わたしのこと

いじめられているあなたへ。

 東京を西から東へズドンとまっすぐ貫く路線がある。JR中央線。これがわたしが普段使う路線だ。東京駅が東の終点で、西は高尾や青梅、のりつげば松本までゆける。郊外と都心を結ぶ通勤・通学の電車で、ひどいラッシュと人身事故で有名だ。どんな人身事故でも心は痛むが、中高生が飛び込んだと知ると更に胸が苦しくなる。特に新学期が始まるシーズン、受験シーズンには数が増える印象があって、あたら若い命を自ら絶つまで追い込まれてしまった子どもの心を思うと、ため息しか出てこない。

 小学5年のとき、わたしに対するいじめが始まった。きっかけは中学受験とオズグット・シュラッター症候群。膝を傷めてサッカーチームをやめたわたしを、かつてのチームメイト達は執拗に攻撃した。中学受験するということが発覚してから、更にいじめはヒートアップした。

 わたし自身、特に熱心に勉強していたわけではなかったこともあって、受験した志望校には受からずそのまま地元の公立中学校に進んだ。つまり、いじめもそのまま継続されることに。針の筵(むしろ)ってこういうことなんだなと実感するほどえげつなかった。つらかったので当時の記憶はあまりない。毎日死にたいと思っていた。

 

 中学2年生の6月のある日、「今日 死のう。」と決めた。

 

 死ぬことを覚悟したわたしの眼に、校舎の窓からみる鬱蒼とした6月の雑木林はハッとするほど美しかった。遠くでカッコーが鳴いていた。初夏の風に震える木の葉の1枚1枚が光り輝いて鮮明に見え、命があるということはこういうことだと知った。
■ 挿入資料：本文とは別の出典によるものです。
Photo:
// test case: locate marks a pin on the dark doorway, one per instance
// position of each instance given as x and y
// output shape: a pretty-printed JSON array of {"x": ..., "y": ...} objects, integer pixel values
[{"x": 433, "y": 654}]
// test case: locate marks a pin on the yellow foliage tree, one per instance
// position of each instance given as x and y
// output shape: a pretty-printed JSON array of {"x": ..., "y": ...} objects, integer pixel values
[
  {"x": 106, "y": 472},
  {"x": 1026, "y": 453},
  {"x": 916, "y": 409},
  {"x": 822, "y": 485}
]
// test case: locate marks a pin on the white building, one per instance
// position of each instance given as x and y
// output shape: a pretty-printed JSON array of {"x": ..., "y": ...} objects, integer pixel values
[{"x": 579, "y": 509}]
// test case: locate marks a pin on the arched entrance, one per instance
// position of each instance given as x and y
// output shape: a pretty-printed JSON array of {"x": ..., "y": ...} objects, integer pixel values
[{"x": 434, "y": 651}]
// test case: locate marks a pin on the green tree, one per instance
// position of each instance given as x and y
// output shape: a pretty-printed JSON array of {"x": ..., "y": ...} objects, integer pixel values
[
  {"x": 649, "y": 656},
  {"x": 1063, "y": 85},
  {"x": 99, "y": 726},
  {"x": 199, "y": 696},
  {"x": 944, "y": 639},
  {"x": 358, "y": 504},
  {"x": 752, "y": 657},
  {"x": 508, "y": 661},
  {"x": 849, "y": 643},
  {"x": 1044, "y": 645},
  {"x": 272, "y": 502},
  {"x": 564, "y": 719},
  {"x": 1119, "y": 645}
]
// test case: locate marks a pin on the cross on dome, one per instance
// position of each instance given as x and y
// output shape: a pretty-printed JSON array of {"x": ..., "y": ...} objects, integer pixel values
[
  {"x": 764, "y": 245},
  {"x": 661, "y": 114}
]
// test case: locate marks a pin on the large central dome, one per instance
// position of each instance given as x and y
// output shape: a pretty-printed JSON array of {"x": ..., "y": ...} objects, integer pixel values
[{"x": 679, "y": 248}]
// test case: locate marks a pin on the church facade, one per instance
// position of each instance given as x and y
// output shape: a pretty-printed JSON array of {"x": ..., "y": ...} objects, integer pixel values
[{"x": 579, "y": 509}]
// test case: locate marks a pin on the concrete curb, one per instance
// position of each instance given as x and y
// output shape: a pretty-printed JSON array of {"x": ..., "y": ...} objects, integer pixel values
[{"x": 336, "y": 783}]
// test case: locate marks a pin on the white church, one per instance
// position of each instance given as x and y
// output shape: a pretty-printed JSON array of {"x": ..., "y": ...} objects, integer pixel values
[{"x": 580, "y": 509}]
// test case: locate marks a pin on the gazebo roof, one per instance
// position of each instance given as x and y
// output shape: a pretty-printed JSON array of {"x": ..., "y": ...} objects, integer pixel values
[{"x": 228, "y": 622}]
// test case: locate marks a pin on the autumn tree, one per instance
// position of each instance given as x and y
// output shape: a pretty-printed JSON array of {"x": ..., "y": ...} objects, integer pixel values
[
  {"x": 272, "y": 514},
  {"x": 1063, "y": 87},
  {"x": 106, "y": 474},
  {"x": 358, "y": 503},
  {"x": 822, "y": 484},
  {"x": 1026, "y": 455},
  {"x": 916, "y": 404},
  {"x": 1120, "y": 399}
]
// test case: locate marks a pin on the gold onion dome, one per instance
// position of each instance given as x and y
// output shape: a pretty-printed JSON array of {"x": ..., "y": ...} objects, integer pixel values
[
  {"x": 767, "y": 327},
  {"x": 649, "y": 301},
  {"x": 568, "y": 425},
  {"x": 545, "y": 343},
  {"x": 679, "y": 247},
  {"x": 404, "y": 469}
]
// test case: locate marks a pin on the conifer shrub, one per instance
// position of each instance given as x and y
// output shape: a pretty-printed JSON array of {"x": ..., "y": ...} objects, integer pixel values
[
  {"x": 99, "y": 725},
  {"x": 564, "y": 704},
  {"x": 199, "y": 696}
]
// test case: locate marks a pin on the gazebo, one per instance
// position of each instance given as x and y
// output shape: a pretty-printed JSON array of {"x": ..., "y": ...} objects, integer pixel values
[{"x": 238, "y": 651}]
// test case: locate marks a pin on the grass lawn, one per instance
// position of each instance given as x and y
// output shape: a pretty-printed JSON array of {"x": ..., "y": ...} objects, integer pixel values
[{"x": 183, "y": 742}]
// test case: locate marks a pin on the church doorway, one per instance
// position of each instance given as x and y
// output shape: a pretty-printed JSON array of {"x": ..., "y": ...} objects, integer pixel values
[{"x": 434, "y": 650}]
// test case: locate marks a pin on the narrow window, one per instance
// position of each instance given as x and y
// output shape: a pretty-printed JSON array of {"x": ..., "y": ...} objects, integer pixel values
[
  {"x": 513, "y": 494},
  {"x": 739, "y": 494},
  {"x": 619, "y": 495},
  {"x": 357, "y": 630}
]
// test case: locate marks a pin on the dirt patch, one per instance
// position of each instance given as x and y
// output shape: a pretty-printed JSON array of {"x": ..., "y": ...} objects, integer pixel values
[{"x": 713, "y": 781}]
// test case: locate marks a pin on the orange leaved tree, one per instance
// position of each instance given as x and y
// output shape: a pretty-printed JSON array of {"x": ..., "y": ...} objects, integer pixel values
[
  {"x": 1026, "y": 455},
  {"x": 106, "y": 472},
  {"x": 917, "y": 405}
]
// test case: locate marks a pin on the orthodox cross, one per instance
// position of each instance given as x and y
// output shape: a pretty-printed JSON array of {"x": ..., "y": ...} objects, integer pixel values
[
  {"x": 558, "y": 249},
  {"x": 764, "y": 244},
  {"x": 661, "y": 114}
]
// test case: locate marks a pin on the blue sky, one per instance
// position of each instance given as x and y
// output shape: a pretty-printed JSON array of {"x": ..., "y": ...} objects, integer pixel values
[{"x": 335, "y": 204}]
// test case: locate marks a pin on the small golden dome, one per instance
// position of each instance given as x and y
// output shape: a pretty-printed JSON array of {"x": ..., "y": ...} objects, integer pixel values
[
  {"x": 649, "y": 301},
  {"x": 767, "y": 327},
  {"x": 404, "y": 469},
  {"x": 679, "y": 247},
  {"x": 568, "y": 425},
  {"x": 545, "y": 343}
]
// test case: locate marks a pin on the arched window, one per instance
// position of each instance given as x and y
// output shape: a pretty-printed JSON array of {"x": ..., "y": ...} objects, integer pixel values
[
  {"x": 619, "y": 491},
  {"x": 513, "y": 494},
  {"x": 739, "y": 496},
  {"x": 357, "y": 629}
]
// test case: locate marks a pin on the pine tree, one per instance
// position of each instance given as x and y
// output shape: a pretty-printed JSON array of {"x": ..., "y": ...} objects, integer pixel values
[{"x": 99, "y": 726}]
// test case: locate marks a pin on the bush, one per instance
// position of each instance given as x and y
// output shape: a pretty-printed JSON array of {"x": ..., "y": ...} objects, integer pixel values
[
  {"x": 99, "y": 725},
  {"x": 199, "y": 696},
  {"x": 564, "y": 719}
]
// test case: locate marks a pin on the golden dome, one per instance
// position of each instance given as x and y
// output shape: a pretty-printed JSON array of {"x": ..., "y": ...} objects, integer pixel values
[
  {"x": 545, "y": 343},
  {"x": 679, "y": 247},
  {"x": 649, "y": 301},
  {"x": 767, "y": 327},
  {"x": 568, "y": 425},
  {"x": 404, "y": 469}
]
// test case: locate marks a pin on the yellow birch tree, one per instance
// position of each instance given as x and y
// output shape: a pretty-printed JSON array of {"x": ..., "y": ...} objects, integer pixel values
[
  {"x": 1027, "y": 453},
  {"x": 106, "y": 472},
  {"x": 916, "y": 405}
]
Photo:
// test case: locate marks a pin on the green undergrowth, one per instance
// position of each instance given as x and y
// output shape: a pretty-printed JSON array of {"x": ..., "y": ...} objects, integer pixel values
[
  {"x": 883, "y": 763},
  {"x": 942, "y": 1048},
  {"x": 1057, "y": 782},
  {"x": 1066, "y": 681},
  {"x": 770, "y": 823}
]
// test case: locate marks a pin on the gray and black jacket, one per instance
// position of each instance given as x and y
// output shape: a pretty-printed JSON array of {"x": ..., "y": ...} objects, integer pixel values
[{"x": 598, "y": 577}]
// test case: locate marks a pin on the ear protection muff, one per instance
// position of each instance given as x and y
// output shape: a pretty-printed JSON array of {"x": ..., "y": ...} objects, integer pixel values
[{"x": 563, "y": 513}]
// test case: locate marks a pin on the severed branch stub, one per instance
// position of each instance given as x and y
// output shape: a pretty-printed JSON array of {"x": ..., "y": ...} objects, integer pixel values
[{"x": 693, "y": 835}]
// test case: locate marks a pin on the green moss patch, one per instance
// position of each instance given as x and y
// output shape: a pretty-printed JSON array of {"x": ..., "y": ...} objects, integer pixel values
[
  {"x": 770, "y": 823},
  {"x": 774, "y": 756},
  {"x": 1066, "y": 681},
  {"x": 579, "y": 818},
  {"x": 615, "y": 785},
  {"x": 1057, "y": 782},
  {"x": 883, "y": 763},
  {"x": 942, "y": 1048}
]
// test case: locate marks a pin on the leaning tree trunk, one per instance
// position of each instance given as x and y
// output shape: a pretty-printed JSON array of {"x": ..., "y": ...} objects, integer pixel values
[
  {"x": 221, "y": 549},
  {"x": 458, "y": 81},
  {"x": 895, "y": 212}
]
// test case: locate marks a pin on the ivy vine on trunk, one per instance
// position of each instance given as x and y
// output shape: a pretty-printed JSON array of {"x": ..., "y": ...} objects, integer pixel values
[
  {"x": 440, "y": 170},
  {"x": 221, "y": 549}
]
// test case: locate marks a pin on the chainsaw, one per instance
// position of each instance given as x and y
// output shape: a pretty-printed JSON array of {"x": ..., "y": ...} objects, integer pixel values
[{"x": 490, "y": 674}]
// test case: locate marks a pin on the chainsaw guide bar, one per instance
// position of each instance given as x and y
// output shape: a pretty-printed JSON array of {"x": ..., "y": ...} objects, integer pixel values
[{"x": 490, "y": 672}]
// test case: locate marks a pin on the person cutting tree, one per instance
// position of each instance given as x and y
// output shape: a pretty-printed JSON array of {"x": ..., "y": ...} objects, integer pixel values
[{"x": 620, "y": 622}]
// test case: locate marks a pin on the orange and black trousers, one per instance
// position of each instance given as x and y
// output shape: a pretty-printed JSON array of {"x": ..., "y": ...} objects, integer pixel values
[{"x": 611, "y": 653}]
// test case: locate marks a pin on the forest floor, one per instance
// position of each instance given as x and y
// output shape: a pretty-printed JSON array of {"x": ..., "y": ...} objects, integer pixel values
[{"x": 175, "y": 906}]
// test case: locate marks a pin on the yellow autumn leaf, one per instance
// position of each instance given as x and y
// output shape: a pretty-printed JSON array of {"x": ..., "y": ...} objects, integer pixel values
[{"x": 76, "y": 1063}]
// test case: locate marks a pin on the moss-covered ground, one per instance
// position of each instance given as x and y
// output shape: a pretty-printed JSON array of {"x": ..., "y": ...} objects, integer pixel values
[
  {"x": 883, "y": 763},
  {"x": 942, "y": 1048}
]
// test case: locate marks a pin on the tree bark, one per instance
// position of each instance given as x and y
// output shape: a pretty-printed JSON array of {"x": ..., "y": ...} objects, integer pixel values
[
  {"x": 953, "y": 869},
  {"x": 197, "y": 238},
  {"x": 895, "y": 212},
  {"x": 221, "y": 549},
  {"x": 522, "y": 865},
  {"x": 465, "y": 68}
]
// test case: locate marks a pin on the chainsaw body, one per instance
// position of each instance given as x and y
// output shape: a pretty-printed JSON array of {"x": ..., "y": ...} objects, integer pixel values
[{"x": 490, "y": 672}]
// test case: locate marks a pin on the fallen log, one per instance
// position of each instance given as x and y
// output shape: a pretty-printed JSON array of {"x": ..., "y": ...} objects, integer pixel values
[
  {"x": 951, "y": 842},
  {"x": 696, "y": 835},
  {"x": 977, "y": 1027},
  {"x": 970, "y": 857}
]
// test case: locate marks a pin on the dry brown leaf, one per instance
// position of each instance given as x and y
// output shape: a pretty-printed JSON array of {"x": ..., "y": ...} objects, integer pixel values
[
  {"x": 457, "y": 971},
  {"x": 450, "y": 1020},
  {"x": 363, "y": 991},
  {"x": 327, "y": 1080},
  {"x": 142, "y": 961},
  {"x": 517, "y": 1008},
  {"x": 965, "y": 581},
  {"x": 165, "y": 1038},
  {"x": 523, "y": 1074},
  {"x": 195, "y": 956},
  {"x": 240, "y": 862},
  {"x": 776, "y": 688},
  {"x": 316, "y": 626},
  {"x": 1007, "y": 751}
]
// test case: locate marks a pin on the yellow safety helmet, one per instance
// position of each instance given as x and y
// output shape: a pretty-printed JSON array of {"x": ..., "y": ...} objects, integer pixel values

 こんなに自然が美しいのなら、もう少しだけ生きてみよう。そう思って死ぬのをやめて、普通に歩いて下校し、そのまま47歳の今まで生きている。

 

 もちろんその後もいじめは続いたのだけれど、中学3年になって偏差値や内申点という言葉が教室で幅を効かせるようになると、下火になった。偏差値70以上の進学校にゆく者、内申点をかせいでそこそこのレベルの都立へゆく者、どちらでもなく模試の結果に右往左往する者。そういう風に生徒が染め分けられてからは、みんな自分のことで必死になって、他人をいじめている場合じゃなくなったのだろう。

 わたしは同じ中学からは誰も受験しない、地元から遠く離れた私立の高校に進学。環境を変えてからは二度といじめられることはなかった。高校生活は楽しかった。誰もわたしを嘲笑したり、毛色が違うとか勉強ができるという理由でいじめたりはしなかった。大学は選択ミスだったけど、別な大学の大学院に進学してからは、わたしがのびのびふるまっても、ちょっとばかり傲慢にふるまっても、それを許容してくれる世界が待っていた。

 今、いじめに遭ってしんどい思いをしている子には、「逃げろ」とだけ言いたい。どこに逃げても構わない。スマホの電源を切り、逃げて息を潜めていられる場所を持っていてくれたらとだけ願う。図書館でも公園でもファミレスでもかまわない。とにかく生き延びて違う環境へと脱出してほしい。加害者は変わらないし、残念なことに正論では勝てないことが多いからだ。

 もちろん、加害者と戦う方がせいせいするようなら戦え。言われたことは録音し、傷は撮影し、やられたことは全てノートにつけて記録に残せ。弁護士を頼れ。証拠を粛々と集めて訴訟を起こして法廷で戦え。戦うからには相手の爪1枚、髪の毛ひと筋にいたるまで引き裂くつもりでやれ。自分の心が許そうと思えるようにならないかぎり、許さなくていい。

 そう。わたしは加害者の氏名を未だ全員憶えているし、機会があれば復讐してやりたいと思っていた時期があった。それで自分の人生に汚点がついてもかまわない。あいつらが苦しむのであればそれがいちばん嬉しいと思っていた。心の闇は未だにときどき暴れる。憎悪はもはやないのに。

 いじめとはそういうものだ。いじめを受けた人間の心のあり方を大きく変えてしまう。たかが子どもの頃の1、2年とか、そういうことではない。「たかが1、2分でしょ」といいながら、あなたは熱湯を他人の手に注ぎ続けるだろうか。

 

 体育祭や文化祭、修学旅行といったイベントのある秋も、いじめられている子には憂鬱な季節だ。もしあなたが子どもと関わる仕事をしているのなら、逃げたいと思う子に逃げることを許してやってほしい。逃げ場を用意してやってほしい。説得や説教は要らない。生き延びることだけが、被害者で人生を終わらせない唯一の方法だ。